If sleep-atomic? is true, then the proxy enters atomic mode before sleeping, to better simulate the effect of a long-running FFI call (see FFI-Based Connections and Concurrency). Even so, it may not accurately simulate an ODBC connection that internally uses cursors to fetch data on demand, as each fetch would introduce additional latency.
5.6 Unsafe SQLite3 Extensions
The procedures documented in this section are unsafe.
In the functions below, the connection argument must be a SQLite connection; otherwise, an exception is raised.
(require db/unsafe/sqlite3) | package: db-lib |
Added in version 1.4 of package db-lib.
procedure
(sqlite3-load-extension c extension-path) → void?
c : connection? extension-path : path-string?
procedure
(sqlite3-create-function c name arity func) → void?
c : connection? name : (or/c string? symbol?) arity : (or/c exact-nonnegative-integer? #f) func : procedure?
procedure
(sqlite3-create-aggregate c name arity init-acc step-func final-func) → void? c : connection? name : (or/c string? symbol?) arity : (or/c exact-nonnegative-integer? #f) init-acc : any/c step-func : procedure? final-func : procedure?
init-acc is the initial accumulator value.
step-func receives arity+1 arguments: the current accumulator value, followed by the arguments of the current “step”; the function’s result becomes the accumulator value for the next step. The step arguments are SQLite values; the accumulator argument and result can be arbitrary Racket values.
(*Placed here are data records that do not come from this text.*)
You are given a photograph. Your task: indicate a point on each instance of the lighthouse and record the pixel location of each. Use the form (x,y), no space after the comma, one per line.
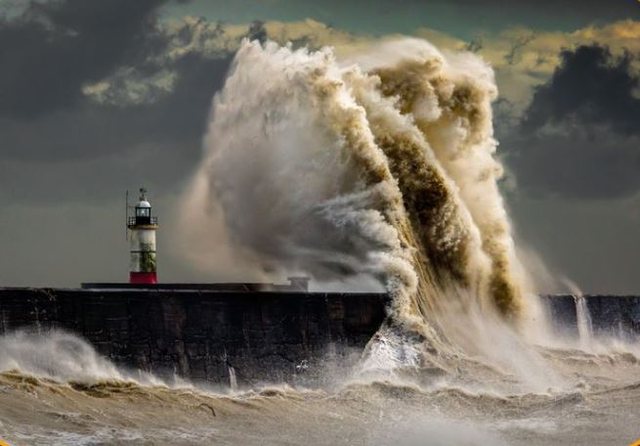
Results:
(142,242)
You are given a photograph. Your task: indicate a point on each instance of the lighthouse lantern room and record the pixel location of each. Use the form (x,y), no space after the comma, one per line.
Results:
(142,241)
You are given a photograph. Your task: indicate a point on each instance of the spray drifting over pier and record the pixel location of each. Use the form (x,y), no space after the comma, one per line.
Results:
(378,165)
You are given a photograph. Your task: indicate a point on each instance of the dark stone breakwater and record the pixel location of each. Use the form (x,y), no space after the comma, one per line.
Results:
(207,334)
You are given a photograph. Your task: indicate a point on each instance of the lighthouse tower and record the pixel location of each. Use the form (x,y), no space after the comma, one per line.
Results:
(142,241)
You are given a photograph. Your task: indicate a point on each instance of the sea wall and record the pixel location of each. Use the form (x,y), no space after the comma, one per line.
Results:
(610,315)
(207,335)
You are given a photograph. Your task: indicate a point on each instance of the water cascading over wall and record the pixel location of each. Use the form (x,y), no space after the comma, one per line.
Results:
(380,165)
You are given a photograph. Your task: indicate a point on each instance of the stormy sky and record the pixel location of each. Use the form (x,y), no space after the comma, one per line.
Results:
(100,96)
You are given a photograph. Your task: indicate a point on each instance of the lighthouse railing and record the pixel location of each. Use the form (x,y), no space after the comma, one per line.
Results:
(132,221)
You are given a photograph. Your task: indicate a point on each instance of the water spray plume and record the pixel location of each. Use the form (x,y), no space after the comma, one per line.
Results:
(380,165)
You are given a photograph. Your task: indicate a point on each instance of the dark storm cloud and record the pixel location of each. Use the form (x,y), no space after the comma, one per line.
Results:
(580,137)
(53,47)
(590,86)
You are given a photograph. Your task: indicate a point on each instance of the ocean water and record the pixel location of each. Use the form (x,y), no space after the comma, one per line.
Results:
(51,403)
(376,165)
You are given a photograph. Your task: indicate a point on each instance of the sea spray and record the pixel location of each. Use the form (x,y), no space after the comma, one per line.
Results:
(585,326)
(381,165)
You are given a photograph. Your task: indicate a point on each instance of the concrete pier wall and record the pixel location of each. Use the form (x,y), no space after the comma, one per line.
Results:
(202,334)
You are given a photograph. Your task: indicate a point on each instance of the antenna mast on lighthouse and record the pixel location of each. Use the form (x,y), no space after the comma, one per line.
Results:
(142,244)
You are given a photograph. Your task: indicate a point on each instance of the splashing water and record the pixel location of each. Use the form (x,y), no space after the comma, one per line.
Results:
(381,165)
(585,326)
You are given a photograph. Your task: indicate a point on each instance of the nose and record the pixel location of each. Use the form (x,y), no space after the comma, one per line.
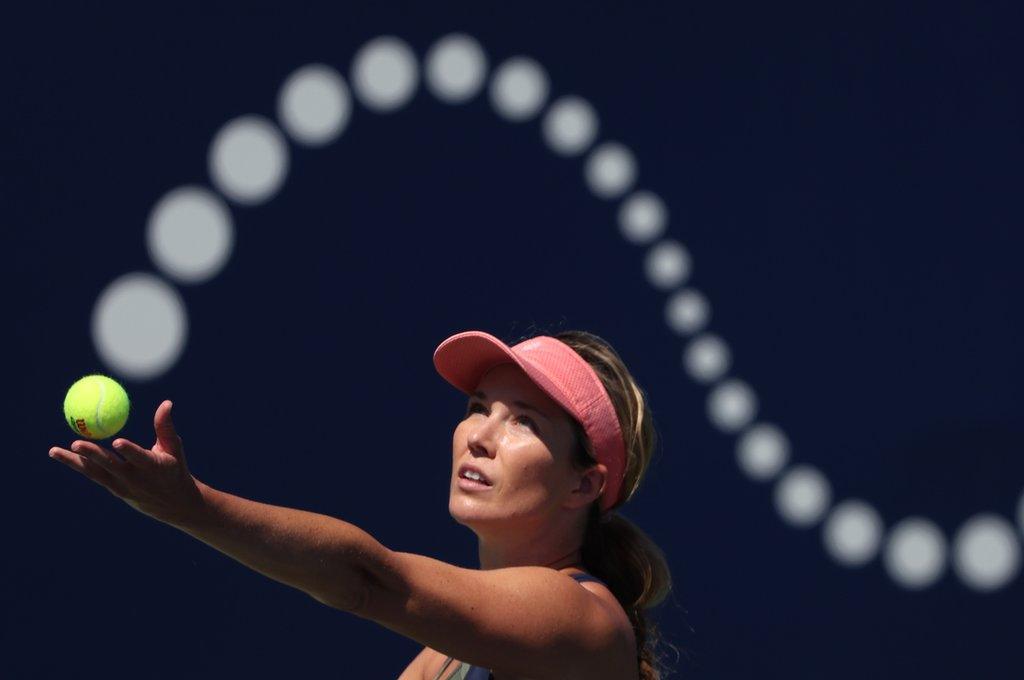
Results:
(481,437)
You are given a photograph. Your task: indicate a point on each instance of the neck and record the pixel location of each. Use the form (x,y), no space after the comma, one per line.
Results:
(554,549)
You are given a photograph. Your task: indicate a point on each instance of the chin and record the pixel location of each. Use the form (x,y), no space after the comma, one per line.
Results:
(469,512)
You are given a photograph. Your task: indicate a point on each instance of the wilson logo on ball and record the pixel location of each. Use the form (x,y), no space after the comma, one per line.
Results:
(82,427)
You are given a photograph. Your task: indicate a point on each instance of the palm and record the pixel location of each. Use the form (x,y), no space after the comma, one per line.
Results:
(155,481)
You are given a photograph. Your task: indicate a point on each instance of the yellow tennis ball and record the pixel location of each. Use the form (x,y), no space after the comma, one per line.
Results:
(96,407)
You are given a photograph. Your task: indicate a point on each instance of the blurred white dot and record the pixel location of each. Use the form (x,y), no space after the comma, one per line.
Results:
(731,406)
(518,89)
(687,311)
(668,264)
(248,160)
(803,496)
(139,326)
(610,170)
(189,235)
(456,67)
(853,533)
(707,358)
(914,553)
(642,217)
(569,126)
(986,552)
(763,451)
(313,104)
(384,74)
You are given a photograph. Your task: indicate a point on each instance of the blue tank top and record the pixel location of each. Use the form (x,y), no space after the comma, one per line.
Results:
(465,672)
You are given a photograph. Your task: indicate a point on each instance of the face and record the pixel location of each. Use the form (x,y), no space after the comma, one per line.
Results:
(522,441)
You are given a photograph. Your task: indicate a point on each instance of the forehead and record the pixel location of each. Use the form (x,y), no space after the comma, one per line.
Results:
(508,381)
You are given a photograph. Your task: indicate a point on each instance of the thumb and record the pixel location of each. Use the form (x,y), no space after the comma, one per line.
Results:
(167,436)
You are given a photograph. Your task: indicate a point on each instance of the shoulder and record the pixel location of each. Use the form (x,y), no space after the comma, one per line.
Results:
(425,667)
(611,605)
(526,621)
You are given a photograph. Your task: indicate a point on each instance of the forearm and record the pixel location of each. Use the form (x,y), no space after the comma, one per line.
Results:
(325,557)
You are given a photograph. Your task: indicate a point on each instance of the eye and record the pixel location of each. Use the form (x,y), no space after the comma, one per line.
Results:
(476,406)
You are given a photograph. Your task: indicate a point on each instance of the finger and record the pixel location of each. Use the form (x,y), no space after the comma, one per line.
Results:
(167,436)
(102,457)
(132,452)
(89,469)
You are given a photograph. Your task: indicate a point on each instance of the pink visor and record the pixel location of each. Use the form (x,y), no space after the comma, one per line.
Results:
(561,373)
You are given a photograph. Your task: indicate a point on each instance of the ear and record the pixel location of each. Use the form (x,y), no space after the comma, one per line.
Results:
(590,486)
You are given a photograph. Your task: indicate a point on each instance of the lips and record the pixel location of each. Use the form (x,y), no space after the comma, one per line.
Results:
(466,467)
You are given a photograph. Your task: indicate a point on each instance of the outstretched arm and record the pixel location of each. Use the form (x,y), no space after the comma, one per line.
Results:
(325,557)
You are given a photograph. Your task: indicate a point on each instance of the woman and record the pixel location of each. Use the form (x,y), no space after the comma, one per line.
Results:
(556,434)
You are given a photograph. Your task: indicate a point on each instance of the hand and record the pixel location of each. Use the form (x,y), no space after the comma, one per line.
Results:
(155,481)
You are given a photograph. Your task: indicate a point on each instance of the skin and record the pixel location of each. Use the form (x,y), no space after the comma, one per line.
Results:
(537,509)
(530,519)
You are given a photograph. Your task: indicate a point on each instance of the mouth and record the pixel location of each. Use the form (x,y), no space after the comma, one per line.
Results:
(472,477)
(473,485)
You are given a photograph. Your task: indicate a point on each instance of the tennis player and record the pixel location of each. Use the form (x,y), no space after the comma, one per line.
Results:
(556,435)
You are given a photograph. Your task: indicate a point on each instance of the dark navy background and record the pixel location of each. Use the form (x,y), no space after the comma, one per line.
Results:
(848,179)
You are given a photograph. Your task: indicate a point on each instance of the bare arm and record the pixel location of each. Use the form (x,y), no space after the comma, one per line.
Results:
(326,558)
(323,556)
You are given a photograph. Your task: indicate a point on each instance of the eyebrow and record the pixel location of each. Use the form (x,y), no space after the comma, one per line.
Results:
(521,405)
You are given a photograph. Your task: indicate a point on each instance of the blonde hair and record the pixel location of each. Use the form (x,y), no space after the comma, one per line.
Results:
(614,549)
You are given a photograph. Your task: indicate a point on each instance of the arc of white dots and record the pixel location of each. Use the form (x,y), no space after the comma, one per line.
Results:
(189,237)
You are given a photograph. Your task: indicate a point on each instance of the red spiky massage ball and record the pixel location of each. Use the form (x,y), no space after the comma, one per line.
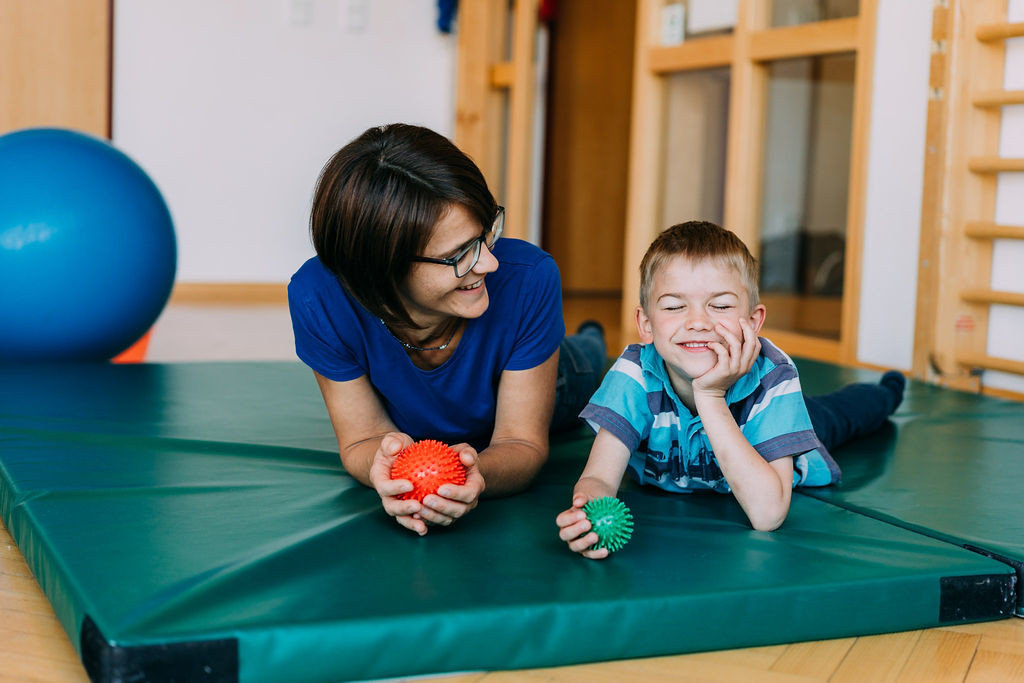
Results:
(428,464)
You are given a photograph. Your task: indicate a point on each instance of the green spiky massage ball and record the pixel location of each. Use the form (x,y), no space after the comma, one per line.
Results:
(611,520)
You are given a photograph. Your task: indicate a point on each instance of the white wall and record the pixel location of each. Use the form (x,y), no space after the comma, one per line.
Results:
(232,107)
(895,174)
(1006,324)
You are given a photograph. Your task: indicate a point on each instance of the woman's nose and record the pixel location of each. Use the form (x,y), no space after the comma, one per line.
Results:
(487,262)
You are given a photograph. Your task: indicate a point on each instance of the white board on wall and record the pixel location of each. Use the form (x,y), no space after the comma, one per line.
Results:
(232,108)
(895,177)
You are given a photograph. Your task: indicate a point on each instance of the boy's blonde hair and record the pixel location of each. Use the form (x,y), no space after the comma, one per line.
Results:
(698,240)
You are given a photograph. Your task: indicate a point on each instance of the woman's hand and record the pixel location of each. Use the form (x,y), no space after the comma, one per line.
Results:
(452,501)
(735,357)
(406,513)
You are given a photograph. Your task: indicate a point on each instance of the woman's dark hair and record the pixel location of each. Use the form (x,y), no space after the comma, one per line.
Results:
(377,203)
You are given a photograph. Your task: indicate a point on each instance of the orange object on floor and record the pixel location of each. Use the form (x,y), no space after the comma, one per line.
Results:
(135,352)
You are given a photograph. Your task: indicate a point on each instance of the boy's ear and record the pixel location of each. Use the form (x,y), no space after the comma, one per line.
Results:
(758,317)
(643,326)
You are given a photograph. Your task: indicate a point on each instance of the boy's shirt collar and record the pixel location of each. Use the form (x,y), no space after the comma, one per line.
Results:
(651,363)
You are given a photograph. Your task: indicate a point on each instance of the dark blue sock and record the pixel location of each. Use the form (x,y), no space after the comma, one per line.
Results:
(856,410)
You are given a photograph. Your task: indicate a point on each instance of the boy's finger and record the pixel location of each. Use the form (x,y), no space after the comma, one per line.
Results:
(584,543)
(573,532)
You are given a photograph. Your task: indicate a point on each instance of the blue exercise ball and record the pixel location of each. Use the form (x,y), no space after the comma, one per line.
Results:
(87,249)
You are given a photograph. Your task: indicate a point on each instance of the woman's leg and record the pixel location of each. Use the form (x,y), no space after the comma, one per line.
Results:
(582,358)
(856,410)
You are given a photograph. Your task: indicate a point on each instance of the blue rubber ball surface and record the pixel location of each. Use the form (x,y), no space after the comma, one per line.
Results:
(87,249)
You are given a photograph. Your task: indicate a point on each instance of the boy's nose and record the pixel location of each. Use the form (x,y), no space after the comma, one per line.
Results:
(697,319)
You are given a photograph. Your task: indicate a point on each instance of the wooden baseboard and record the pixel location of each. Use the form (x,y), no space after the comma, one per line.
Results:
(230,294)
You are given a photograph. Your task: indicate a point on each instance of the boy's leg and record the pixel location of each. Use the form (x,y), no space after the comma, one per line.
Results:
(856,410)
(581,366)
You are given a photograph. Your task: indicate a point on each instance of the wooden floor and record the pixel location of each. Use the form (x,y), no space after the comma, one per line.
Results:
(34,647)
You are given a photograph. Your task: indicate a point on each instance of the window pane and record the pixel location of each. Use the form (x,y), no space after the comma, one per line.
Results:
(790,12)
(806,177)
(693,161)
(696,18)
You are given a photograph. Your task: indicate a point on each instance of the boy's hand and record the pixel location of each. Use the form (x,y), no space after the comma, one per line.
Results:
(574,528)
(735,357)
(452,502)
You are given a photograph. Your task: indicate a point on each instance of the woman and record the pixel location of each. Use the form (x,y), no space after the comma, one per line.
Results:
(420,323)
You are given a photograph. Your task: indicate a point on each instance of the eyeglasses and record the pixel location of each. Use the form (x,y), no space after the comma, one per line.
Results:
(466,259)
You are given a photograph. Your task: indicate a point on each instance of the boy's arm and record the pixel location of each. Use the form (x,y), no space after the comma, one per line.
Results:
(763,488)
(601,476)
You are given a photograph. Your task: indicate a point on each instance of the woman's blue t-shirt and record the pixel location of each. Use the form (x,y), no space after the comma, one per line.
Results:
(456,401)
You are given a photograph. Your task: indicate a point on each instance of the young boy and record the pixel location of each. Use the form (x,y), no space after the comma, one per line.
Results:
(705,403)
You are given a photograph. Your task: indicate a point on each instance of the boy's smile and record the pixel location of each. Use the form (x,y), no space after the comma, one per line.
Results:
(691,303)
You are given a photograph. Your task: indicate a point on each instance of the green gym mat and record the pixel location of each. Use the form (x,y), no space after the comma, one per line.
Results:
(193,522)
(953,473)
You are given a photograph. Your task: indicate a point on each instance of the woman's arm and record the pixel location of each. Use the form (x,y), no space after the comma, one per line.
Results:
(368,441)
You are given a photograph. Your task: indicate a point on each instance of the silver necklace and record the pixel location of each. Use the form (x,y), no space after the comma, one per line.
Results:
(411,347)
final-func receives one argument: the final accumulator value; the function produces the result of the aggregate function, which must be a SQLite value.
The following relationship roughly holds:
(begin (sqlite3-create-aggregate c "agg" 1 init-acc step-func final-func) (query-value c "select agg(expr) from table")) = (final-func (for/fold ([accum init-acc]) ([v (in-query c "select expr from table")]) (step-func accum v)))